スイート×トキシック

「……すみません。そこのカメラはダミー状態なんです」

「ダミー?」

「故障中でして。1か月近く放置されてます」

 ────嘘をついてしまった。

 平静を装うが、先ほどの比じゃないくらいに心臓が早鐘(はやがね)を打っている。

 バレたらどうなるのだろう。
 犯人隠避(いんぴ)の罪になったりするのだろうか。

 隙のない刑事の眼差しにさすがに怯みそうになるも、ややあって彼は落胆気味に視線を外した。

「……そうですか。こりゃ難航するな」

 懐疑(かいぎ)を免れたようで、思わず息をつく。
 何だか酸素が薄かった。

「ちなみに、不審車両の目撃情報があることはご存知ですか?」

「……あ、はい。新聞やネット上にも記事として出てますよね」

 何とかそう返すものの、頬が強張ってしまう。

 車種が俺のものと同じということに加え、十和が動かした形跡もある以上、疑惑は確信へと変わっていた。

「ええ、先生も同じ車に乗られてるそうで」

「それは……わたしが疑われてるということでしょうか」

「いえいえ、一応参考にはしてますがそれだけで容疑者にはできませんよ。ナンバーも分からないし、よくある車種ですからね」

 その言葉が本当ならば、さほど疑われてはいないようで少しだけ力が抜けた。



 ────警察への対応と雑務を終えた頃には、すっかり夜になっていた。

 駐車場に停めた車の中で、項垂(うなだ)れるようにハンドルに突っ伏す。

(十和は、なぜ日下を……?)

 好きだったんじゃないのだろうか。
 それが高じて異常な愛情表現に走ってしまったのか?

(そうだとしたら、俺の友人たちが音信不通になった件とは、さすがに無関係だよな……?)
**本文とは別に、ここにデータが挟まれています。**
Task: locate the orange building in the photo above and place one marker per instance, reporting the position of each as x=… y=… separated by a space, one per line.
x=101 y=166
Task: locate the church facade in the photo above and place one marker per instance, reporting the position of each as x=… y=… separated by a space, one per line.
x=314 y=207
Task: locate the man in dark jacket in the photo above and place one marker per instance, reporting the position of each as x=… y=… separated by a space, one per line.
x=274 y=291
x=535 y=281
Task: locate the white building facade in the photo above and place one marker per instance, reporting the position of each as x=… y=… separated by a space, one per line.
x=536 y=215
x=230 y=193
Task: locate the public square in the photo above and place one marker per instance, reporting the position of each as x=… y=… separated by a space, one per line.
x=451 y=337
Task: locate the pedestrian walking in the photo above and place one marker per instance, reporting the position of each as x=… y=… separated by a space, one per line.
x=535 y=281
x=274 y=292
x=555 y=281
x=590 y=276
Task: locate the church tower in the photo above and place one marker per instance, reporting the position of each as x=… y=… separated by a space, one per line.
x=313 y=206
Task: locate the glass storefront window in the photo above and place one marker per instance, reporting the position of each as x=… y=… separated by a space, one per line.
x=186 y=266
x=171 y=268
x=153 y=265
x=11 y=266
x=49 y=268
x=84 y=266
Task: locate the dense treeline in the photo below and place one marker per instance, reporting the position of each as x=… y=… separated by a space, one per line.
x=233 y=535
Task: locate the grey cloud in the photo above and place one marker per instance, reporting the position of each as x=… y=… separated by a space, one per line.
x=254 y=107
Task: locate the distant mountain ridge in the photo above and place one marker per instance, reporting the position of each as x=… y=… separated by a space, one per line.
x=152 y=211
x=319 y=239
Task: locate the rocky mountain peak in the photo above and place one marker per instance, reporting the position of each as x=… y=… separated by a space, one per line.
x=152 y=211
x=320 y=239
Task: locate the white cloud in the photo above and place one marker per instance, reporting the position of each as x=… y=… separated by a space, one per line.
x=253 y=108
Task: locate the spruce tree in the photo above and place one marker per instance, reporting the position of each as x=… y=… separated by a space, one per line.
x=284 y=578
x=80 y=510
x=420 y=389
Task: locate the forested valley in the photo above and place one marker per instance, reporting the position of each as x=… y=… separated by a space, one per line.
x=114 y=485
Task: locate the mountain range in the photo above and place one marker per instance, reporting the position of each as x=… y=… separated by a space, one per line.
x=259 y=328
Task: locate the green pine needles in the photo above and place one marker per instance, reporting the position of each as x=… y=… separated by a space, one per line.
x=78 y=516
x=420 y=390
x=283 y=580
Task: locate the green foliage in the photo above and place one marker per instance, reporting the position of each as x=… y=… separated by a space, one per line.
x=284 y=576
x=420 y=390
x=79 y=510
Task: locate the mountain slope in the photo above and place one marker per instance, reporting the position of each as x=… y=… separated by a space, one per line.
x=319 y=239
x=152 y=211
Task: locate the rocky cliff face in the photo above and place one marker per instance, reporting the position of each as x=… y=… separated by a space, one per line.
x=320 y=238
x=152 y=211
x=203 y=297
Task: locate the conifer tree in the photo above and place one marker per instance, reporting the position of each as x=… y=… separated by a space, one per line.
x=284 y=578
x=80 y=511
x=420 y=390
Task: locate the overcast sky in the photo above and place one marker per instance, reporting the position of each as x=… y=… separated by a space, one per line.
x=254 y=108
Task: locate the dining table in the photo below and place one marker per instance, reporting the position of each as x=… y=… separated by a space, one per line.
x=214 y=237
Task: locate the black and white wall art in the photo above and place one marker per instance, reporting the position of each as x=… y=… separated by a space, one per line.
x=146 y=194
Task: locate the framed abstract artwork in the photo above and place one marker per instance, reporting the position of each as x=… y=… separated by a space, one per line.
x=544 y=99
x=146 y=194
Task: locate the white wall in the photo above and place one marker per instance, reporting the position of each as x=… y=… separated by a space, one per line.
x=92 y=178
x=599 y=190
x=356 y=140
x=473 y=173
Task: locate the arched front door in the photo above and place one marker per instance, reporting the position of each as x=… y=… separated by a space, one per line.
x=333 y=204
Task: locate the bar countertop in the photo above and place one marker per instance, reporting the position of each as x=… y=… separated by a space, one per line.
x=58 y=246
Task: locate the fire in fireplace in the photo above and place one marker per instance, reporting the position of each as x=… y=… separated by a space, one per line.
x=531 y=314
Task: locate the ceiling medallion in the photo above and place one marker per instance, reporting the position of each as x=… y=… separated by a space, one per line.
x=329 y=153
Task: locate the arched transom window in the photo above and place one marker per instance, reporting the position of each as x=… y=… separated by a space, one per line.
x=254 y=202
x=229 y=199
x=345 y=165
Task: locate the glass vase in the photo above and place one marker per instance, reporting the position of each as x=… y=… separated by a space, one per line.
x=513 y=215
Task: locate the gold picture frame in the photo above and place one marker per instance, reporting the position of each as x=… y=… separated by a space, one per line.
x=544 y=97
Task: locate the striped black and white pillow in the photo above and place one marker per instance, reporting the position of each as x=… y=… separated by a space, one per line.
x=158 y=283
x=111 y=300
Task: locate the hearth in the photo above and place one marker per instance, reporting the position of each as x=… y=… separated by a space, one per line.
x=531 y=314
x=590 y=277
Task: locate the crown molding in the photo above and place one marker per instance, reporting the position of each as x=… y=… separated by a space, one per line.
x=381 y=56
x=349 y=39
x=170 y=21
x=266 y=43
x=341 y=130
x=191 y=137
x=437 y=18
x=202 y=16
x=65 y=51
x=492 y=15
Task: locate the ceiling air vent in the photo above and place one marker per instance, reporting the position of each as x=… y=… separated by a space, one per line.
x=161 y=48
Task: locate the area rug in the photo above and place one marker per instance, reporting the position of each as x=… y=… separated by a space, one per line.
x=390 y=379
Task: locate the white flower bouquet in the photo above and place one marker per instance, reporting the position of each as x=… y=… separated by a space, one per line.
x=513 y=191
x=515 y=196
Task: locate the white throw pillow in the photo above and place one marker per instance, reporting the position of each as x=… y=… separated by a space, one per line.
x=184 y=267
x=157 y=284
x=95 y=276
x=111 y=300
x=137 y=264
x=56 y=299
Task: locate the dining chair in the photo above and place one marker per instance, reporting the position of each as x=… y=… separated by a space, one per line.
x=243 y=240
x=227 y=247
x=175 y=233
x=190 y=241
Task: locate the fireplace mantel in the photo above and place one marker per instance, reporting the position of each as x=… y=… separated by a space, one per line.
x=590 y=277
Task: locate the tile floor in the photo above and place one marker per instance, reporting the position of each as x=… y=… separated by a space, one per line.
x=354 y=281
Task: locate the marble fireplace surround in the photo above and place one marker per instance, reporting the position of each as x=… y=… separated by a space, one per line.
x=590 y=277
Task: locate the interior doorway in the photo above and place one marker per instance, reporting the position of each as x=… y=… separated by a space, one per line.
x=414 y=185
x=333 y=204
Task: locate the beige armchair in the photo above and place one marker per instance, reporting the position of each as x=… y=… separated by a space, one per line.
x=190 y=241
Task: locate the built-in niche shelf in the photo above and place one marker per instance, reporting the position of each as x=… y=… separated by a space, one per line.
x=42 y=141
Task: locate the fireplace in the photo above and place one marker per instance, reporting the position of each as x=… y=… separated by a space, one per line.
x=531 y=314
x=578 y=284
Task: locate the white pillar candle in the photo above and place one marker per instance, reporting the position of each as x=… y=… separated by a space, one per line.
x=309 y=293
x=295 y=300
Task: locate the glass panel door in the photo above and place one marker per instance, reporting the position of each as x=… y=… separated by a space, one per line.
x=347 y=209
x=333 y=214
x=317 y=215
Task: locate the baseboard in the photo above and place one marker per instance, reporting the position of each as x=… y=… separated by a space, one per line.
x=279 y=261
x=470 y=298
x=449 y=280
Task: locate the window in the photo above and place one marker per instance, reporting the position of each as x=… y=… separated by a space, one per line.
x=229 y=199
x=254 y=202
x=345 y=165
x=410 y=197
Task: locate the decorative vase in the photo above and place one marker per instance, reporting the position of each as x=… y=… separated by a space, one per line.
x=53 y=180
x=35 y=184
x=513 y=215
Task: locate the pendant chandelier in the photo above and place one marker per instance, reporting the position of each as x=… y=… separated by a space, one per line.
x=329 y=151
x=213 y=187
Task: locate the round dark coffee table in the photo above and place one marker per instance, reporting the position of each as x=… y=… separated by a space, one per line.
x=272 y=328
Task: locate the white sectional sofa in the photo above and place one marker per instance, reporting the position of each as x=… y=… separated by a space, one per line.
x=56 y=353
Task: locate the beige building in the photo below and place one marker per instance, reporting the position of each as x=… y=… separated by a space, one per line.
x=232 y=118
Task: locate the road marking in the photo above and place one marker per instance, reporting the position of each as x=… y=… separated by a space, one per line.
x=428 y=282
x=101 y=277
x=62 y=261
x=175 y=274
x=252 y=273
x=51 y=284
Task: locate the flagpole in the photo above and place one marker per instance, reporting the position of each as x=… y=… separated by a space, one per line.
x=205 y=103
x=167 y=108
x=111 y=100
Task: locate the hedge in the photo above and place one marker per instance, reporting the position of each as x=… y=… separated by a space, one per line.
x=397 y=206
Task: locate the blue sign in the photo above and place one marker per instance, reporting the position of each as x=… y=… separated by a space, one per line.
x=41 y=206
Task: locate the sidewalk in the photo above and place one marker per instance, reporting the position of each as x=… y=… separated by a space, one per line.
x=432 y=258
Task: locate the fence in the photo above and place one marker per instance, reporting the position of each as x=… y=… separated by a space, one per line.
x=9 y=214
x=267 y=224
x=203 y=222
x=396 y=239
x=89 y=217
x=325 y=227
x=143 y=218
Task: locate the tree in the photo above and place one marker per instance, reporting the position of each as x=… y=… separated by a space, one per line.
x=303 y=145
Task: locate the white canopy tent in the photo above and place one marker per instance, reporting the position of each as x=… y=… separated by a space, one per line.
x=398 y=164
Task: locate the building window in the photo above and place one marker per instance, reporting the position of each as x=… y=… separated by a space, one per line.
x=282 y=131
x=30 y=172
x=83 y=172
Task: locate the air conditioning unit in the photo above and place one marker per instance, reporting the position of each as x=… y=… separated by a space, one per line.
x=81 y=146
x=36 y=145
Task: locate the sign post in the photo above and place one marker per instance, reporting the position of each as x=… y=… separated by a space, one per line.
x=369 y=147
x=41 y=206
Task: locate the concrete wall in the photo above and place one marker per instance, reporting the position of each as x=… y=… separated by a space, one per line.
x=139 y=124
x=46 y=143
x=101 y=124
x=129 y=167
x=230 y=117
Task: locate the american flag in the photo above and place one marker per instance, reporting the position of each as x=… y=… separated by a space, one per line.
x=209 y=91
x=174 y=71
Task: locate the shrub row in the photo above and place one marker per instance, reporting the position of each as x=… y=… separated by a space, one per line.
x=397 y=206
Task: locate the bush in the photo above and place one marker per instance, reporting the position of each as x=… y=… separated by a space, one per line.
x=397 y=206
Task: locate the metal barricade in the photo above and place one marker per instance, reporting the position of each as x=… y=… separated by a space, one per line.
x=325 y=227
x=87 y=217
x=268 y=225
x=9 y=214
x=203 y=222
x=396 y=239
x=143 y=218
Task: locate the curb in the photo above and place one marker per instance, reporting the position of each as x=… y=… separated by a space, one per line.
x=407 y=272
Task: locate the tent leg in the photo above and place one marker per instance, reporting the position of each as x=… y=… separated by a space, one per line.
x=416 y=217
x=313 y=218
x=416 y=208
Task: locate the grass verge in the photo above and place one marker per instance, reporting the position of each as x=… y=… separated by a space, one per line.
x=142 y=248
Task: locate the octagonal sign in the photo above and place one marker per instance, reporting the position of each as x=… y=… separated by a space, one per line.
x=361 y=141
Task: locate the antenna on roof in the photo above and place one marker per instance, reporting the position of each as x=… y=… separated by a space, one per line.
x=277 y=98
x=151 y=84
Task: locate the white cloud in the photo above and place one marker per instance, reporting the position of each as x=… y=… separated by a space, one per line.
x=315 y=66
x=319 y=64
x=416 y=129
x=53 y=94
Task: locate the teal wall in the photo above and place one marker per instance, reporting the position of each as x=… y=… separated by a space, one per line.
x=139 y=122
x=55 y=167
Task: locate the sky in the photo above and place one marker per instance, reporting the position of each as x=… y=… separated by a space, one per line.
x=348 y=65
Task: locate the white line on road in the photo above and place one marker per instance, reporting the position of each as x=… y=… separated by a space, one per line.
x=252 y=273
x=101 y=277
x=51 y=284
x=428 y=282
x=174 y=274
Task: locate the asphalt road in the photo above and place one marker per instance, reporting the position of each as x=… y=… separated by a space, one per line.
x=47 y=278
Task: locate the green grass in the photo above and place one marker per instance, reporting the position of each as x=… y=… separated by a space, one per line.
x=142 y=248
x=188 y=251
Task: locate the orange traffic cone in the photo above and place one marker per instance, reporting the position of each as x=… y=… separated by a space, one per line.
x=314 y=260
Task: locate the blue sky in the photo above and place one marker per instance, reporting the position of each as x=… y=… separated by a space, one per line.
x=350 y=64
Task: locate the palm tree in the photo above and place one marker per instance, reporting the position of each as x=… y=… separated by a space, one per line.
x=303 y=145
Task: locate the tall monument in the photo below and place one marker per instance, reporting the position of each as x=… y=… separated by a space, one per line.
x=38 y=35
 十和の荷物の中にあった錠剤のシートのことを思い出す。

 日下を(さら)うのにあの睡眠薬を使ったはずだ。
 あの苺ミルクに混ぜて飲ませ、俺の車を使ってどこかへ運んだということだろうか。

(そんなにうまくいくか?)

 いずれにしても睡眠薬を使ったのであれば、手出しするにしてもどこかへ連れ去ってから、と考えていたはずだ。

「急がないと……」

 警察より誰より早く、日下を捜し出すしかない。
 これまで以上に本腰を入れて捜索しなければ。

 十和が殺人犯になってしまう前に。
 誘拐犯として捕まってしまう前に。

 急いで車を発進させると、夜の闇を割って走る。

 焦燥感に身を削られる思いだった。
 その狭間(はざま)で切に願う。

(どうか無事でいてくれ、日下)

 十和の────俺の大事な弟のために。